News of the mine explosion in Montcoal, West Virginia has dominated headlines all week. The explosion was on Monday. Four days later, several men trapped in the mine at the time of the explosion are still unaccounted for.
UNP author Susan Resnick has been following the news of the disaster, rescue efforts, and stories of the victims and their families especially closely. Resnick is the author of Goodbye Wifes and Daughters, published in March, which tells the story of another mine disaster, in Bearcreek, Montana, in 1943.
Seventy five miners died as a result of the explosion in Bearcreek’s Smith mine, where known safety violations had been ignored in the name of increasing production for the war. As Resnick has followed the news of the Montcoal explosion, she’s been most struck by the similarities between the two explosions, even though they’re separated by more than 60 years.

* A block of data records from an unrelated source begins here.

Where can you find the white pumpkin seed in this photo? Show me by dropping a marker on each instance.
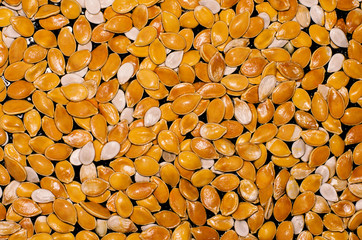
(331, 164)
(241, 228)
(317, 14)
(152, 116)
(328, 192)
(266, 87)
(87, 153)
(94, 18)
(298, 148)
(298, 224)
(106, 3)
(119, 101)
(336, 62)
(74, 158)
(303, 16)
(87, 172)
(242, 111)
(125, 72)
(127, 114)
(132, 34)
(323, 90)
(252, 193)
(173, 60)
(212, 5)
(110, 150)
(356, 189)
(358, 205)
(338, 37)
(42, 196)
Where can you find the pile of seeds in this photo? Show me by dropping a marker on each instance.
(180, 119)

“Another year, another group of men killed in a coal mine. You already know the story, because it rarely changes,” Resnick wrote in an op-ed for the Boston Globe earlier this week. “Inspectors discover violations. Mine operators ignore them. Miners work through the danger because they need to make a living. Gas builds up and explodes. Some men die instantly from the force of the blast, and some die from the carbon monoxide. There are always a few unaccounted for or trapped, and those mysteries keep everyone’s hope alive for a while. Then, usually, they die, too.”